The information will depend on your exact hard drive model and manufacturer, but certain items are certainly present. Of particular note are the items underlined in light blue, but any error should be generally considered suspicious. The power-on time is a good measure of the operating lifetime of your hard drive: expect most drives to fail before 3000 hours (usually within warranty, due to bad construction) and after 20000 hours (old age), which translates to approximately 2 months and a little over 2 years continuous use, respectively. Temperature is generally not very important, unless extreme values are noted. A good operating temperature for most drives is between 10°-40° C. In the example shown above, a 12cm fan blowing directly on the drive cools it to 15° which is OK.

Useful commands are:

View info for drive /dev/sda. Note that the switch -d ata may be needed if your drive is SATA, but is not required for ATA drives.

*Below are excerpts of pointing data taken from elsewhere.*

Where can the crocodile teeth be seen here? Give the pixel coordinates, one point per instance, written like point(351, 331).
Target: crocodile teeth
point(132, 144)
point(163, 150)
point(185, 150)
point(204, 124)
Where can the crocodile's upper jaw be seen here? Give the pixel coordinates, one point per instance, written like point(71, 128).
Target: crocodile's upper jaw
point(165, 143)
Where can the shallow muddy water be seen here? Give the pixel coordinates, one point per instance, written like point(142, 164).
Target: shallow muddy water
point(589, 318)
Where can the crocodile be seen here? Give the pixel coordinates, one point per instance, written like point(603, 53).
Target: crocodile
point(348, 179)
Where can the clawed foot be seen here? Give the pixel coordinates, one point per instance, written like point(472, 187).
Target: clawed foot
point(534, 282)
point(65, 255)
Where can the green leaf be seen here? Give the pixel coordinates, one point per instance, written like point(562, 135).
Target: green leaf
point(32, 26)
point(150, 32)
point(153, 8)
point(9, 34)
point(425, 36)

smartctl -d ata -a /dev/sda

Enable SMART:

smartctl -d ata -s on /dev/sda

Run a short offline test (use smartctl -a, as shown above, to view the results) :

smartctl -d ata -t short /dev/sda

Run a long offline test:

smartctl -d ata -t long /dev/sda

Admittedly, the most interesting part of the smartmontools suite is the ability to run SMART monitoring as a unix deamon. The application is named “smartd” and can be started during the boot process by your initialization scripts (check your distribution for how to do this---may already be started). The configuration of smartd is very simple and requires a single configuration file named “smartd.conf”, which usually resides in /etc/smartd.conf.

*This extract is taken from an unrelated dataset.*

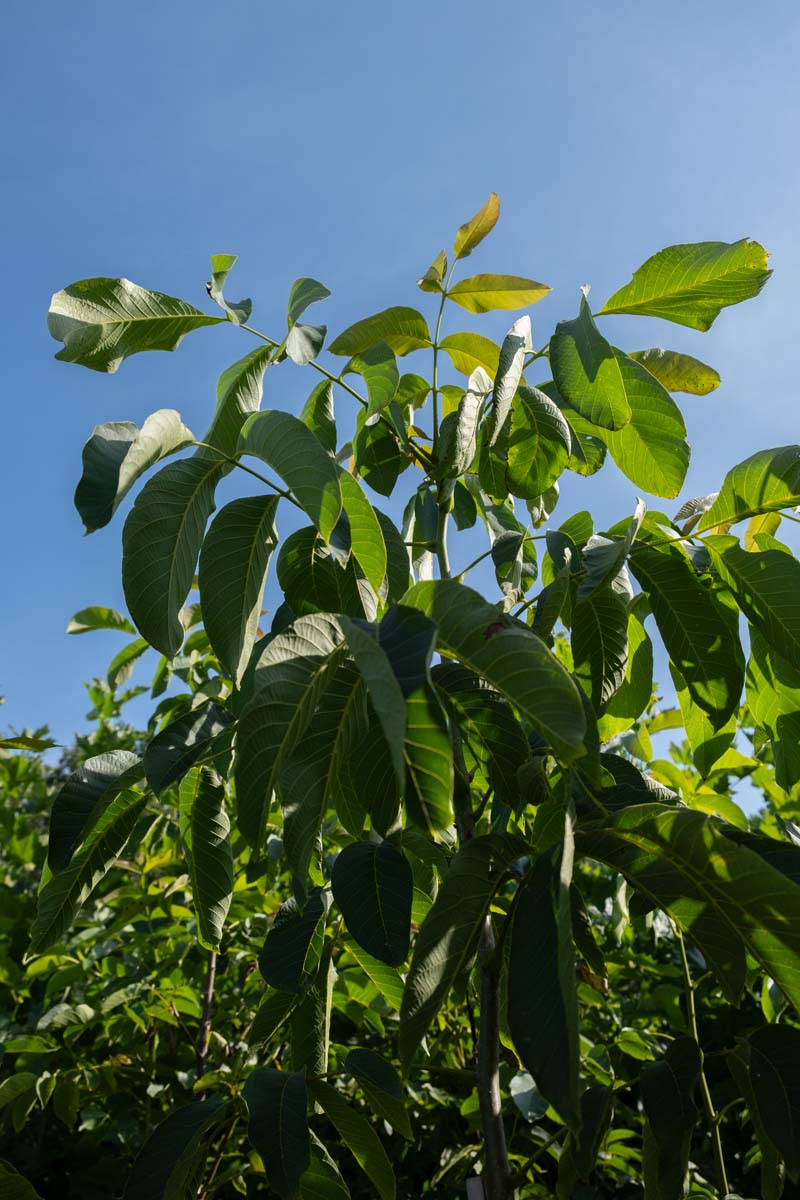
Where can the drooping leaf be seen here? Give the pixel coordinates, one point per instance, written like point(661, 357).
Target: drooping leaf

Here is an example of a very, very simple smartd.conf file:

# Sample configuration file for smartd. See man smartd.conf.
# Home page is: http://smartmontools.sourceforge.net
# $Id: smartd.conf,v 1.33 2004/01/13 16:53:06 ballen4705 Exp $
# smartd will re-read the configuration file if it receives a HUP
# signal
# The file gives a list of devices to monitor using smartd, with one
# device per line. Text after a hash (#) is ignored, and you may use
# spaces and tabs for white space. You may use '\' to continue lines.
# You can usually identify which hard disks are on your system by
# looking in /proc/ide and in /proc/scsi.
# The word DEVICESCAN will cause any remaining lines in this
# configuration file to be ignored: it tells smartd to scan for all
# ATA and SCSI devices. DEVICESCAN may be followed by any of the
# Directives listed below, which will be applied to all devices that
# are found. Most users should comment out DEVICESCAN and explicitly
# list the devices that they wish to monitor.
DEVICESCAN

The only line of interest is the last one (all previous lines a re comments), which tells smartd to scan for SMART devices and enable monitoring whenever possible. This option does not run any tests.

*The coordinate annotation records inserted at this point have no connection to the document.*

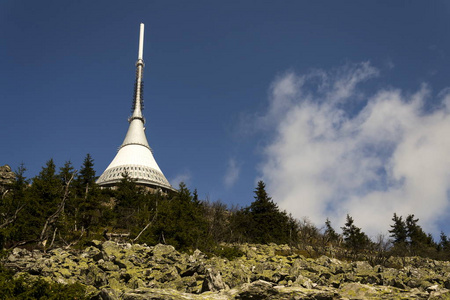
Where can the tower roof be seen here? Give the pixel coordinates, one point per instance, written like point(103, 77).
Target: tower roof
point(135, 156)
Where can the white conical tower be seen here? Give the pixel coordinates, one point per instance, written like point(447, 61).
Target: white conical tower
point(135, 155)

We can do better than that with a custom smartd.conf file, as follows (file contains only these two lines):

/dev/sda -d ata -s L/../../3/06
/dev/sdb -d ata -s L/../../7/06

This instructs smartd that we have two SMART devices, /dev/sda and /dev/sdb which must be monitored. The “-d ata” switch may be necessary for SATA devices. The last argument “-s L/../../3/18” requests a background hard disk test whenever the expression matches the date. The format is “L” or “S” for a long or short test, respectively and “/MM/DD/d/HH” (month, day of the month, day of the week, 24-hour) for the pattern to be followed. In this case, /dev/sda is scanned on the third day of the week (Wednesday) at 06am, every week, while /dev/sdb is scanned on Sundays, again at 06am.

Everyday short tests can be enabled in addition to weekly long tests. This example runs a short test on drive /dev/sda at 02:00am every day AND a long test every Saturday 03:00am.

/dev/sda -d ata -s (S/../.././02|L/../../6/03)

You can also ask for an email warning if the SMART status reports an error. Here is an example which instructs smartd to send an email in case of any error.

/dev/sda -d ata -s L/../../6/03 -l error -m l33t_hax0r@mymail.net

The output in your log file (syslog) will be rather verbose, but should not cause any worries. Here is an excerpt from my /var/log/messages file:

Apr 1 20:32:16 hagakure smartd[4430]: Device: /dev/sda, SMART Usage Attribute: 194 Temperature_Celsius changed from 193 to 199
Apr 1 21:02:16 hagakure smartd[4430]: Device: /dev/sdb, SMART Usage Attribute: 190 Unknown_Attribute changed from 70 to 71
Apr 1 21:02:16 hagakure smartd[4430]: Device: /dev/sdb, SMART Usage Attribute: 194 Temperature_Celsius changed from 30 to 29

Note that /dev/sda and /dev/sdb report temperatures differently. Smartd also detected a change in an unknown attribute.